Sometimes a polynomial will not have a particular factor common to every term. However, we may still be able to produce a factored form for the polynomial.

The polynomial $x^{3}+3x^{2}-6x-18$ has no single factor that is common to every term. However, we notice that if we group together the first two terms and the second two terms, we see that each resulting binomial has a particular factor common to both terms.

Factor ${x}^{2}$ out of the first two terms, and factor $-6$ out of the second two terms.

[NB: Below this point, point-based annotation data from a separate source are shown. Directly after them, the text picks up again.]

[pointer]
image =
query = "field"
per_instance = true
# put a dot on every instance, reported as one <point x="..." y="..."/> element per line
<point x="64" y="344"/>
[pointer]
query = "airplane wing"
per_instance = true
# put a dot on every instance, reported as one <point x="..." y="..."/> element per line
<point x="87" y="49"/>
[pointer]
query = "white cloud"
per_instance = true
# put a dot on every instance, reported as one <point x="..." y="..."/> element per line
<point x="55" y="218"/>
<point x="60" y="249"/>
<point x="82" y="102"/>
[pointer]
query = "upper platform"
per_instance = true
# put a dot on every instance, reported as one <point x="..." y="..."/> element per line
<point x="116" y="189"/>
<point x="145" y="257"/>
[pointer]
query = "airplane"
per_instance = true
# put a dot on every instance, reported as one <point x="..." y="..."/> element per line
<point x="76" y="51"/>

${x}^{2}\left(x+3\right)\text{\hspace{0.17em}}-6\left(x+3\right)$

Now look closely at this binomial. Each of the two terms contains the factor $\left(x+3\right)$ .

Factor out $\left(x+3\right)$ .
$\left(x+3\right)\text{\hspace{0.17em}}\left({x}^{2}-6\right)$ is the final factorization.

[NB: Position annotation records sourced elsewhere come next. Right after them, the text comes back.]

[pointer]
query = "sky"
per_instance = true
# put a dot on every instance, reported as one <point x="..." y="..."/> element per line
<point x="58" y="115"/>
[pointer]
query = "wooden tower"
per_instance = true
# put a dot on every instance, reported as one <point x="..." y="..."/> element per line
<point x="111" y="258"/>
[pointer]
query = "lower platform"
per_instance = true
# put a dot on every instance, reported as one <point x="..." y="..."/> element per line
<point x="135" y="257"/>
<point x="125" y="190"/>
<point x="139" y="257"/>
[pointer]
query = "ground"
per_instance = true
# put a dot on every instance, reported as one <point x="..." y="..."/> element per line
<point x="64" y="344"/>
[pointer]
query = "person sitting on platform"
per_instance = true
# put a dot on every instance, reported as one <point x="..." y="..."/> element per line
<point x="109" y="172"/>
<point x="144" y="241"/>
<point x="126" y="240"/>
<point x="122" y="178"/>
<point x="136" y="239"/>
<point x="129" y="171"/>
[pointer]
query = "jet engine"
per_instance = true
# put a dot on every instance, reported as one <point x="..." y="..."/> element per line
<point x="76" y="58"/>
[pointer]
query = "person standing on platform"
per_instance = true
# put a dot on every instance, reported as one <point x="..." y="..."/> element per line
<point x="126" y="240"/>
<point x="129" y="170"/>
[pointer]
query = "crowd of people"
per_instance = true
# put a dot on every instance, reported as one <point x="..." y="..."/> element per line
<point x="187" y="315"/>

${x}^{3}+3{x}^{2}-6x-18=\text{\hspace{0.17em}}\left(x+3\right)\text{\hspace{0.17em}}\left({x}^{2}-6\right)$

## Knowing when to try the grouping method

We are alerted to the idea of grouping when the polynomial we are considering has either of these qualities:

1. no factor common to all terms
2. an even number of terms

When factoring by grouping, the sign $\left(+\text{\hspace{0.17em}}\text{or}\text{\hspace{0.17em}}-\right)$ of the factor we are taking out will usually (but not always) be the same as the sign of the first term in that group.

## Sample set a

Factor $8{a}^{2}{b}^{4}-4{b}^{4}+14{a}^{2}-7$ .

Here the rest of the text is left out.